L'athéisme n'est donc pas, à proprement parler, une doctrine, une opinion, mais un désordre mental, le terme extrême de l'égarement de l'esprit, ou l'extrême folie; et l'on ne doit pas plus argumenter contre celui qui nie Dieu, ou se fait Dieu, car c'est au fond la même erreur (1), que contre l'insensé qui se croit roi. Dès qu'on oppose sa raison à la raison de tous les hommes, qu'on nie le témoignage du genre humain, il n'y a plus rien de commun entre les intelligences, plus de base sur laquelle on puisse asseoir un raisonnement; et si l'athée étoit conséquent, s'il pouvoit l'être, sa raison, sans point d'appui, essaieroit vainement de sortir de sa stupide immobilité.

Enfin voilà où l'homme en peut venir à force d'orgueil.

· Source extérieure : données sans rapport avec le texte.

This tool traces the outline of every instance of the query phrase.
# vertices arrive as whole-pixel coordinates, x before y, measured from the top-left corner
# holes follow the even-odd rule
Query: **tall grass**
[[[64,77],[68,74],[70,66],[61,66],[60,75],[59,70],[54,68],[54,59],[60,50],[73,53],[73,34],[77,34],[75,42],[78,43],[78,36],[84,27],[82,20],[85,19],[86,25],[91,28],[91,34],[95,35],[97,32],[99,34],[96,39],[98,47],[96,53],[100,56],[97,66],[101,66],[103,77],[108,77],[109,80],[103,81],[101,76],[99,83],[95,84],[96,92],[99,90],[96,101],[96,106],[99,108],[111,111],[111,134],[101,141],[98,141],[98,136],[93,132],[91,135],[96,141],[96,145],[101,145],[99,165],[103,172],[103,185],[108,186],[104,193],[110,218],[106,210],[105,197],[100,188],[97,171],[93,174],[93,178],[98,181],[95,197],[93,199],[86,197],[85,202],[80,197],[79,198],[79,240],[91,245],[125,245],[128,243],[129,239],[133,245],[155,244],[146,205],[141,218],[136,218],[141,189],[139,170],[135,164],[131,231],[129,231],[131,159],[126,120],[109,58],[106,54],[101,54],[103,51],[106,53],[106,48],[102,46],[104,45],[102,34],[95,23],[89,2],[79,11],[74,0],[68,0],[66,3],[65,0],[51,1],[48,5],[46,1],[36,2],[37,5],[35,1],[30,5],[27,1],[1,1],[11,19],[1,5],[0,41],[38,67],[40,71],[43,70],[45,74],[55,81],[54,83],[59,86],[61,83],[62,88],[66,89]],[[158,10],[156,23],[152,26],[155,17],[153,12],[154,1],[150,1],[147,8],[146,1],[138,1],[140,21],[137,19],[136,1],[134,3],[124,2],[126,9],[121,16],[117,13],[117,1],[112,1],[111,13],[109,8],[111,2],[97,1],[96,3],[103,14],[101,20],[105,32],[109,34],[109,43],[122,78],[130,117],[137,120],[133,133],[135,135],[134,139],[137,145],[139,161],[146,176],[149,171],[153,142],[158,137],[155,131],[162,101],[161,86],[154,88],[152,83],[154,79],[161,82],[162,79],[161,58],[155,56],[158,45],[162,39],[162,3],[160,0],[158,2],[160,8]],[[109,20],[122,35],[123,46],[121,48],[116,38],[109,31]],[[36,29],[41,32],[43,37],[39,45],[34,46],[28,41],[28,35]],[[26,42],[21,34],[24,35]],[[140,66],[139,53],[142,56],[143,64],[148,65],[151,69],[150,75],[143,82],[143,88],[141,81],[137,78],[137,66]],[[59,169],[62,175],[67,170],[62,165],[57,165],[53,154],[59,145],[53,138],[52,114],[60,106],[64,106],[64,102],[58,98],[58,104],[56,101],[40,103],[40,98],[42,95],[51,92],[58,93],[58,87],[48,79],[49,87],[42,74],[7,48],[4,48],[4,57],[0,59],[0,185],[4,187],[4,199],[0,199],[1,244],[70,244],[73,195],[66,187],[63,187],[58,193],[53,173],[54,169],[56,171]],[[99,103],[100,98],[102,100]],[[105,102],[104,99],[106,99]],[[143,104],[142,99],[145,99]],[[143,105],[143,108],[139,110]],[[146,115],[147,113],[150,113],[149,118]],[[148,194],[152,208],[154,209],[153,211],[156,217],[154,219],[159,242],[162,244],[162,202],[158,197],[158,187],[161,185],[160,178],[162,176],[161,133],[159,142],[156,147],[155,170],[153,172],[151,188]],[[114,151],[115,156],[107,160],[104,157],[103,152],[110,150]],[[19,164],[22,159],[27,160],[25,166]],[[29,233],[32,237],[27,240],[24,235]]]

Il prendra l'auteur de la vie et la vie même en haine. Aveugle et lâche jusqu'à se flatter de vaincre ses immortelles destinées, on le verra, s'isolant de tout ce qui est, travailler ardemment dans les ténèbres à se creuser un sépulcre éternel. Misère infinie d'un être dont toutes les pensées, toutes les espérances relèvent du néant! mais désordre plus effroyable! De là cette épouvante qui saisit les peuples, cette horreur profonde qu'ils manifestent à la vue d'un homme sans Dieu; horreur aussi naturelle que celle du meurtre :

(1) Aussi l'athéisme pratique, ou l'oubli de Dieu, et l'athéisme dogmatique ou la négation de Dieu, conduisent-ils très promptement à l'adoration de l'homme. L'idolâtrie en est un exemple; mais rien n'approche en ce genre de ce que nous avons vu de nos jours, et le culte de la déesse Raison passe de bien loin toutes les extravagances et tous les crimes qui étoient connus jusqu'alors.

« ElőzőTovább »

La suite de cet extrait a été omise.